Last year we had a very unexpected goldfinch invasion. They have never before shown interest in the feeders, even though they were seen in the surrounding fields. But this time they terrorized our fat and lazy regulars throughout the entire spring. A full dozen raiders! Loud, noisy, bold, they quickly learned to ignore me and focused on the sunflower seeds. Can't wait to see if they show up this year.
So far this spring brought a pleasant surprise in the shape of common redpolls. If they ever popped in before it was one at a time and for a very brief moment. But a few days ago I noticed a small group feeding alongside of the tits.
It took a long time to create favorable conditions for such abundance, but now the efforts are paying off. An entire chorus of birds entertains me year-round and I cannot wait for the nightingales to start their songs, or the baby owls to start whistling all through the night again. I wonder who else will get the courage to join this merry band of feathered freeloaders.
Unfortunately, at this point I do not have a proper place to do photography, but that could be rectified easily enough if I get around to it. I can shoot from the windows of my house or from the garden without arranging landing spots for the birds or a hide for myself. For some reason I keep forgetting to fix this situation. Some birds are still cautious around the big shiny eye of the lens. Nevertheless, we coexist peacefully and mutually benefit from our arrangement.
I haven't gotten good images of all of the species of birds in my garden, but the process is a captivating one. It makes me happy when we get birds who not only want to get a nice quick meal, but who are ready to nest and raise young on our land. The tits nest above our porch regularly. For the past few years one of the bird houses on a birch has been claimed by a feisty pied flycatcher. Last year a pair of great gray owls performed an aerial courtship dance right above my land. I didn't even know we had them, so it was a joyous discovery.
In reality the world of neighboring wildlife is far richer. There's a marten that messes up things in the shed, a fox that runs just outside the fence driving the dog insane, a lynx that hunts hares in the same woods where we pick mushrooms. The forest hides moose and boar and roe deer. Even wolves. And the abundance of birds you can find just walking around the village! We have many different biotopes, so the list of species is extensive. But feeding birds in your own garden is a very simple way of establishing contact with local wildlife. Even the very lazy and the very busy can do it, benefiting both nature and man.

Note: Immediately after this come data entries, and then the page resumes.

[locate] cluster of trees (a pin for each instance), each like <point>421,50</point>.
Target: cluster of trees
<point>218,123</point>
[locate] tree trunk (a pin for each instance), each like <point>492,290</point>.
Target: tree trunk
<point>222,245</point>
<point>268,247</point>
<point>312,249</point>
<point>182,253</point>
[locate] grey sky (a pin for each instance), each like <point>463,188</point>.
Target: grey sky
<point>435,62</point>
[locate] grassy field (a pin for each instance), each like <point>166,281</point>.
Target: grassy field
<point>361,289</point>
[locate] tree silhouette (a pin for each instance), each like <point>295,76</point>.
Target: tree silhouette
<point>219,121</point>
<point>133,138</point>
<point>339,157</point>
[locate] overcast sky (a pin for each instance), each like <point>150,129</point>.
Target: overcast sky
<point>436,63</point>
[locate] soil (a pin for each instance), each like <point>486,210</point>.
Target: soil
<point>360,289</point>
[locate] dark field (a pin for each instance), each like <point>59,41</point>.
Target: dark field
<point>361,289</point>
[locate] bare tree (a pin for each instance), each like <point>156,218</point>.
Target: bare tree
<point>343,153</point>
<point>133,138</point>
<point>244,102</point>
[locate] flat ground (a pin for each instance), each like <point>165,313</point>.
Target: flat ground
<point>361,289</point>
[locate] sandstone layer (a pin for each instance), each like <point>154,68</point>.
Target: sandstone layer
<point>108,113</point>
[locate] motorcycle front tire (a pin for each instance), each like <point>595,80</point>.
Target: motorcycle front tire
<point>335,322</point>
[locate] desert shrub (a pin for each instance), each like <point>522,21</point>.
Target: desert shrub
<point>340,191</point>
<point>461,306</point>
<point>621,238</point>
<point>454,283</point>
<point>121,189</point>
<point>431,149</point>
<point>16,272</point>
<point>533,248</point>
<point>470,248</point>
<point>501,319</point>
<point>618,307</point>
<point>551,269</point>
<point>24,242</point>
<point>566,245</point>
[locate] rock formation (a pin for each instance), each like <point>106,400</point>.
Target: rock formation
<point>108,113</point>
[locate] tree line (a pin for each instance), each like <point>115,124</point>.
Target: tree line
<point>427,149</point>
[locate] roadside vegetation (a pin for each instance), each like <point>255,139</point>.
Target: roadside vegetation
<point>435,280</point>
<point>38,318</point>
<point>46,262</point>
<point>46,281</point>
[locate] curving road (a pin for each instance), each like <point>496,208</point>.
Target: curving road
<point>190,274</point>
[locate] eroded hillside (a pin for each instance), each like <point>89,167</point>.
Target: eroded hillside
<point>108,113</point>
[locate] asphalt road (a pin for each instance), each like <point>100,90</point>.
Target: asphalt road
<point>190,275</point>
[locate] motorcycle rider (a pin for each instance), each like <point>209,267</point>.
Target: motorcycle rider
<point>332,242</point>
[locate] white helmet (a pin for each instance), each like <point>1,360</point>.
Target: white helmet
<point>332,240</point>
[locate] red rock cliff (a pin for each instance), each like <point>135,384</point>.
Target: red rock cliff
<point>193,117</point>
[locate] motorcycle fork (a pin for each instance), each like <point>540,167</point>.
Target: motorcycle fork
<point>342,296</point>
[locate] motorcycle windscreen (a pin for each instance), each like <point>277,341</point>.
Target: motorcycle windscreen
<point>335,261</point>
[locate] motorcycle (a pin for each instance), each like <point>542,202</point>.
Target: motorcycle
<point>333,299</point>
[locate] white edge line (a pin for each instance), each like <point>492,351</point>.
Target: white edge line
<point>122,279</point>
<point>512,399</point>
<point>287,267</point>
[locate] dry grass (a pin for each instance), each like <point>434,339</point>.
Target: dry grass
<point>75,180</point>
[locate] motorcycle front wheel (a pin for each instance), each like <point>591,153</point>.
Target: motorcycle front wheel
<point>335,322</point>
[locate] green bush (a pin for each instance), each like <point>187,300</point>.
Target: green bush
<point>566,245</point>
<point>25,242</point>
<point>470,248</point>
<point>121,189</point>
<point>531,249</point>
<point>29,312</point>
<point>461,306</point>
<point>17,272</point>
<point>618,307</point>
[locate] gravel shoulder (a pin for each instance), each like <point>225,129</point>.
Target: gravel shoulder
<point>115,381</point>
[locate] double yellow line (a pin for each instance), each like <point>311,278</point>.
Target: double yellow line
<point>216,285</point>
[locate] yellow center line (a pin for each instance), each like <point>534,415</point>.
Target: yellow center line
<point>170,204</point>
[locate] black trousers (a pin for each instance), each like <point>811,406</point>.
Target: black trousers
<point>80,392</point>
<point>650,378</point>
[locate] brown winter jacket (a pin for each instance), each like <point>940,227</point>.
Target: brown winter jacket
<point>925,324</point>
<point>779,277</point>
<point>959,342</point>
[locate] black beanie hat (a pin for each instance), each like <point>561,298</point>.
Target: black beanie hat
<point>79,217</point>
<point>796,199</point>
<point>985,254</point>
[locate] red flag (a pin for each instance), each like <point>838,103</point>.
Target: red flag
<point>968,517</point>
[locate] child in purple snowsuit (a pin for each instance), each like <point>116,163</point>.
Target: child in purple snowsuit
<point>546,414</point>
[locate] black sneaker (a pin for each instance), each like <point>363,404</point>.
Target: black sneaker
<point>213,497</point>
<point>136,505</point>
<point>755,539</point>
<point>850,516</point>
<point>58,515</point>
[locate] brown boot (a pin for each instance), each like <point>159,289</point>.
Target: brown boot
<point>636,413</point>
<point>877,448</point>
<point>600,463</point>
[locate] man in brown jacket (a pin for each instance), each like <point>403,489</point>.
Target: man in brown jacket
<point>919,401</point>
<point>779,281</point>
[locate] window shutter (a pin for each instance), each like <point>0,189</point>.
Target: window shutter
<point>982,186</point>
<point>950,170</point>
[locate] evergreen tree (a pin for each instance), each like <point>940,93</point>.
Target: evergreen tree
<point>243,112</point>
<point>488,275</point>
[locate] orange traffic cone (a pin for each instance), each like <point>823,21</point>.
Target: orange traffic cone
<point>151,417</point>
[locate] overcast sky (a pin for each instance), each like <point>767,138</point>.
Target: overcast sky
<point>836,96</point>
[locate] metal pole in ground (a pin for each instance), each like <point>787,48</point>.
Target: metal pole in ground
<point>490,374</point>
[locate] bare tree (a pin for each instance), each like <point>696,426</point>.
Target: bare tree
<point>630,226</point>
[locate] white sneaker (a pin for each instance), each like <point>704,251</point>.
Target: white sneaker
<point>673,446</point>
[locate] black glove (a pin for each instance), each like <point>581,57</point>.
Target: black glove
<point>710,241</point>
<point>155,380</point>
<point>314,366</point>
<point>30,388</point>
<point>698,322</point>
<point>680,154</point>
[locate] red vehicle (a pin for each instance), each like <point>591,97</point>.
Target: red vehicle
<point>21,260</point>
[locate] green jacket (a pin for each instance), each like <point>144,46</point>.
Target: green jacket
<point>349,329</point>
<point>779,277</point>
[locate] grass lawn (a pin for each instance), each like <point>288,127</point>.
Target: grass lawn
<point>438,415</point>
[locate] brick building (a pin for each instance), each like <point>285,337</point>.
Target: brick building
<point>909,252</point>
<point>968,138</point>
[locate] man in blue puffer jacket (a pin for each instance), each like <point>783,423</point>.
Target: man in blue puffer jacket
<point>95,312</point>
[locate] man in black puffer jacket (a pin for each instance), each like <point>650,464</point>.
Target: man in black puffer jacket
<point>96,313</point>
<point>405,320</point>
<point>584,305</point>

Any time of year my garden is teaming with wildlife. It's not only birds who are welcome, but toads, newts and lizards. I am happy that I have an opportunity to create a corner for myself where I can draw comfort from the proximity of wild and diverse fauna. It feels even more like home when I sit in the spring sun, listening for new voices in the choir of bird songs. It's moments like that when I feel that I am exactly where I should be and, more importantly, where I want to be. Trading this serenity for a 24-hour noise of traffic and the huge city population is now impossible.